Mindfulness-Based Cognitive Therapy (MBCT)

MBCT is a psychotherapy approach that combines the principles of mindfulness meditation with the tools of cognitive therapy. MBCT was originally created to prevent relapse in depression. It is clinically proven to reduce symptoms of depression and prevent future episodes of depression.
  • Cognitive therapy aims to modify thought and behavior patterns that interfere with functioning or make depressive symptoms worse.
  • Mindfulness involves continuous awareness of our thoughts, feelings, and emotions and purposely attending to the present moment without attaching judgment to our thoughts.

References

Cuijpers, P., Sijbrandij, M., Koole, S. L., Andersson, G., Beekman, A. T., & Reynolds, C. F. (2013). The efficacy of psychotherapy and pharmacotherapy in treating depressive and anxiety disorders: A meta‐analysis of direct comparisons. World Psychiatry, 12(2), 137-148.

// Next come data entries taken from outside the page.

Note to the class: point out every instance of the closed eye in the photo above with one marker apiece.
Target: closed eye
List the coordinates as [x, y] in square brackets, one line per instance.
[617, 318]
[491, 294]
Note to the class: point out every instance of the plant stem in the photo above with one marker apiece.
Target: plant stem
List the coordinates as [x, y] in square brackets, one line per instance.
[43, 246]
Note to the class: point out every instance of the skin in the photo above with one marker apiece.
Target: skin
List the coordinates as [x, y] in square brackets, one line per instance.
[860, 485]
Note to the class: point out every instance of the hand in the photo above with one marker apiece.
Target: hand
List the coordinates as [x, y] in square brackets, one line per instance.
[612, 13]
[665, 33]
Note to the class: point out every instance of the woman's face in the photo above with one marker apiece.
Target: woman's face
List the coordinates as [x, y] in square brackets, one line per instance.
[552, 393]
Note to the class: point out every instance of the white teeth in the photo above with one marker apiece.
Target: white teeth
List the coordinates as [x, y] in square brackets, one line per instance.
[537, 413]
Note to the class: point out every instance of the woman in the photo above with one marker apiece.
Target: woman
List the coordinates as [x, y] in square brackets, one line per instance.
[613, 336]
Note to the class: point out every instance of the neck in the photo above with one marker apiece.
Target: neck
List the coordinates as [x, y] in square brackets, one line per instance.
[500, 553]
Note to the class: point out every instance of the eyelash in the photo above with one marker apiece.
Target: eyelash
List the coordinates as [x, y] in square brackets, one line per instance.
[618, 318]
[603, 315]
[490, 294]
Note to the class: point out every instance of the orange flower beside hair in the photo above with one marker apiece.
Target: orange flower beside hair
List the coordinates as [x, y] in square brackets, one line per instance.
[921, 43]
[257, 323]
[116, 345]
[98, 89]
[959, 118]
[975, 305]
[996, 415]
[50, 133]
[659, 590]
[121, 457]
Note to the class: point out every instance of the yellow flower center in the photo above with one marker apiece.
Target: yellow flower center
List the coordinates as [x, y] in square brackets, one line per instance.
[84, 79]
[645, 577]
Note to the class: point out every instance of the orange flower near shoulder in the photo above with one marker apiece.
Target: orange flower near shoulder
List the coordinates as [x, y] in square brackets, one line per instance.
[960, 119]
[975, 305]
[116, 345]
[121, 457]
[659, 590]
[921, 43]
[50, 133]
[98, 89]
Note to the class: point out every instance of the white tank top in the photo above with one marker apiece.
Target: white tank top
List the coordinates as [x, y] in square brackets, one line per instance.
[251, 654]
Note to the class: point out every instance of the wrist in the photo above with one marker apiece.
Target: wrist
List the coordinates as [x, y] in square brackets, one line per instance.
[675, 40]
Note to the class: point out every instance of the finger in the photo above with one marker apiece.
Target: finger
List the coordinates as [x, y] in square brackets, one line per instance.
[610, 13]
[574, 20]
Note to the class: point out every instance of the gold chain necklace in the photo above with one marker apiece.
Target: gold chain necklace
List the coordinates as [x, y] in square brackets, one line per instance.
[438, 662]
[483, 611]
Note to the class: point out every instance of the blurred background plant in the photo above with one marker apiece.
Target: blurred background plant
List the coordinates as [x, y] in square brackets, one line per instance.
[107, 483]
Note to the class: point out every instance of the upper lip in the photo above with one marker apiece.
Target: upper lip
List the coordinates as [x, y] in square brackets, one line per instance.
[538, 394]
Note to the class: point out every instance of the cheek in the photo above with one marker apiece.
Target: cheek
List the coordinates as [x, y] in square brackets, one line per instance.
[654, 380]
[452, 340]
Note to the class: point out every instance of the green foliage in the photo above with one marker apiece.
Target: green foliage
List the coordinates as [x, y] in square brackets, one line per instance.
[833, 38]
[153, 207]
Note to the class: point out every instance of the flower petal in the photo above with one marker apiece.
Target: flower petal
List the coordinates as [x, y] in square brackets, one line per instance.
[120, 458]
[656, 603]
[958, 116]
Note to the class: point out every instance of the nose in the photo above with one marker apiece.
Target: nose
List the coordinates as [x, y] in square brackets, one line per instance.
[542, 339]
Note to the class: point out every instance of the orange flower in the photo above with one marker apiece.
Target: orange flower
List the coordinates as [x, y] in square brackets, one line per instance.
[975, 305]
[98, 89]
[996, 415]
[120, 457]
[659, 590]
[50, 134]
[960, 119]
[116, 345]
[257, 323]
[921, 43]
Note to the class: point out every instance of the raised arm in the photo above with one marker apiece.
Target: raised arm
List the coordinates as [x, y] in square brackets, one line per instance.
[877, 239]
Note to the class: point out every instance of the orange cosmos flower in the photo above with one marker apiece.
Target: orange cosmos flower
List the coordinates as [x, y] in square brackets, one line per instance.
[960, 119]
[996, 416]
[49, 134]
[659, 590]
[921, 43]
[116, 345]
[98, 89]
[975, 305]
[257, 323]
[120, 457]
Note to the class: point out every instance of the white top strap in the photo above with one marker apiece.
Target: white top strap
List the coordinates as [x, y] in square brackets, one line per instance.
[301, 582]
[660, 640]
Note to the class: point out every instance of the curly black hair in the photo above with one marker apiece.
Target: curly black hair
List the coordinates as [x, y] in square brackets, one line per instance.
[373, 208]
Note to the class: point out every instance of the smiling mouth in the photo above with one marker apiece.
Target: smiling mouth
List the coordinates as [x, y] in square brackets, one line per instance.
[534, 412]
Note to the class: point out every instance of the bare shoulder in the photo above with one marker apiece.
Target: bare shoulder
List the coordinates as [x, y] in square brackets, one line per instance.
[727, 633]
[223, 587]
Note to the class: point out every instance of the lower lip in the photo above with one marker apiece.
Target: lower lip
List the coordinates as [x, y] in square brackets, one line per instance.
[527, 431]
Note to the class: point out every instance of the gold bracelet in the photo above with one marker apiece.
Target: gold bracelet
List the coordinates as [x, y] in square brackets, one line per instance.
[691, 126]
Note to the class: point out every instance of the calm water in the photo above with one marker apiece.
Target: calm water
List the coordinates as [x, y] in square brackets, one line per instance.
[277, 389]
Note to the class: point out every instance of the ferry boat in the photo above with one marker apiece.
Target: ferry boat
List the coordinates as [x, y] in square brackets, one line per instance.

MacQueen, G. M., Frey, B. N., Ismail, Z., Jaworska, N., Steiner, M., Lieshout, R. J. V., ... & Ravindran, A. V. (2016). Canadian Network for Mood and Anxiety Treatments (CANMAT) 2016 clinical guidelines for the management of adults with major depressive disorder: section 6. special populations: youth, women, and the elderly. The Canadian Journal of Psychiatry, 61(9), 588-603.

Yatham, L. N., Kennedy, S. H., Parikh, S. V., Schaffer, A., Beaulieu, S., Alda, M., ... & Ravindran, A. (2013). Canadian Network for Mood and Anxiety Treatments (CANMAT) and International Society for Bipolar Disorders (ISBD) collaborative update of CANMAT guidelines for the management of patients with bipolar disorder: update 2013. Bipolar disorders, 15(1), 1-44.